The project contains two methods of customer segmentation by combining the RFM method and K-Means clustering. The dataset includes sample sales data based on retail analytics. The analysis was performed in two approaches:
- the first one uses RFM scoring (assigned RFM score) and K-means clustering;
- the second raw calculated RFM variables and K-means clustering.
The dataset includes sample sales data based on retail analytics and contains three years of sales. It comes from Kaggle and can be find here.
The customer segmentation is an effective method that enables to get better know clients and to better correspond their various needs. Almost every company that sells products or services stores data of shopping. This type of data can be used to execute customer segmentation thus the results of the analysis can be translated into marketing campaigns to increase sales. One of the most widely used techniques is RFM analysis, which allows to create personalized special offers to improve sales.

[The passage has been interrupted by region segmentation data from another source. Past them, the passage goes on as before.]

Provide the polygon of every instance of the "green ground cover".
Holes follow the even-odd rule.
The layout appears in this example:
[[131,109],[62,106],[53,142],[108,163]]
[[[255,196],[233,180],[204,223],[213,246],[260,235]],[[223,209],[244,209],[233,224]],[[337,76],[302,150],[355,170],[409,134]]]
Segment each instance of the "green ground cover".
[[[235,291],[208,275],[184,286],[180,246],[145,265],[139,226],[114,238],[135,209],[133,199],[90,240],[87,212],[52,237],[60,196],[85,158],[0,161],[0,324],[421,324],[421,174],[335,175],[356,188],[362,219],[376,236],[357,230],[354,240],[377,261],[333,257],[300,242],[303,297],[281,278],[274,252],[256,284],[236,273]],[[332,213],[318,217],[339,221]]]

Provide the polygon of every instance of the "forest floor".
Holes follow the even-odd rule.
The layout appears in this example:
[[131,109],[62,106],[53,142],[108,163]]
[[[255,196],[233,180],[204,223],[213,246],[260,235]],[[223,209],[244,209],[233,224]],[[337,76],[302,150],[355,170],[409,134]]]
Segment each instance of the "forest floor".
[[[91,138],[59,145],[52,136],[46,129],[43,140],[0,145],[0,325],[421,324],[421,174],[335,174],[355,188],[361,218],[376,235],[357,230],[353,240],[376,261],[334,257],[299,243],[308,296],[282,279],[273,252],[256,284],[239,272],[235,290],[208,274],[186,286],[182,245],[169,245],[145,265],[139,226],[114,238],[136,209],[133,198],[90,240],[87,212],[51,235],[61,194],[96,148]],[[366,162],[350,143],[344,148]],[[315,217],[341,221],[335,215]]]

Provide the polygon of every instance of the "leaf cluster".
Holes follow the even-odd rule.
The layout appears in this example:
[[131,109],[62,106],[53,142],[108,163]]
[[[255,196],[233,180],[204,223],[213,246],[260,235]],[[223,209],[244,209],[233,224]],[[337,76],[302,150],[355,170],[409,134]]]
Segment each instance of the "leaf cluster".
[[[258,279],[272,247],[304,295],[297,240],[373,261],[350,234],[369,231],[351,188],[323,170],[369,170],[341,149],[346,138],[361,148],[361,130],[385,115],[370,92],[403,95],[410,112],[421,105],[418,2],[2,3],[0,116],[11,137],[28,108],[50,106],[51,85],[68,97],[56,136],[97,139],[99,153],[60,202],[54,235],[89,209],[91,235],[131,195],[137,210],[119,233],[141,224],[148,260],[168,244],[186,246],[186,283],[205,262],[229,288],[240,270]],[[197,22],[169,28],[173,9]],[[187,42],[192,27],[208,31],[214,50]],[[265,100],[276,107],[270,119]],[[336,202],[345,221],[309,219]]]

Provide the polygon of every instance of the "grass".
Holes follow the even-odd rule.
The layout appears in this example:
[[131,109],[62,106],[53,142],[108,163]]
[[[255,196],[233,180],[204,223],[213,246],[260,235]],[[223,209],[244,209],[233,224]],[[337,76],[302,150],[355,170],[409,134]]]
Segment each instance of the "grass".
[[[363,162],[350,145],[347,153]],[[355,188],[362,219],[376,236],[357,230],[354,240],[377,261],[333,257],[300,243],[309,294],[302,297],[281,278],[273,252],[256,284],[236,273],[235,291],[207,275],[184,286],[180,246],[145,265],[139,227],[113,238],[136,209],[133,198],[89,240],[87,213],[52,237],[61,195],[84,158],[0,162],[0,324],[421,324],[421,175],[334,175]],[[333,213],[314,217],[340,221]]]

RFM stands for Recency, Frequency, Monetary Value and it is the technique of customer segmentation based on their transaction history. The RFM analysis is based on three criterias which measure different customer characteristics:
- Recency: Days since last purchase/order of the client;
- Frequency: Total number of purchases the customer were made;
- Monetary Value: Total money the customer spent per order.
- First approach - Customer_segmentation.ipynb
- Second approach - Segmentation_Kmeans.ipynb
- Python script with customer segmentation - customers_segments.py
The project is created with:
- Python 3.6
- libraries: pandas, numpy, sklearn, scipy, seaborn, matplotlib.
Running the project:
To run this project use Jupyter Notebook or Google Colab.
You can run the scripts in the terminal:
customers_segments.py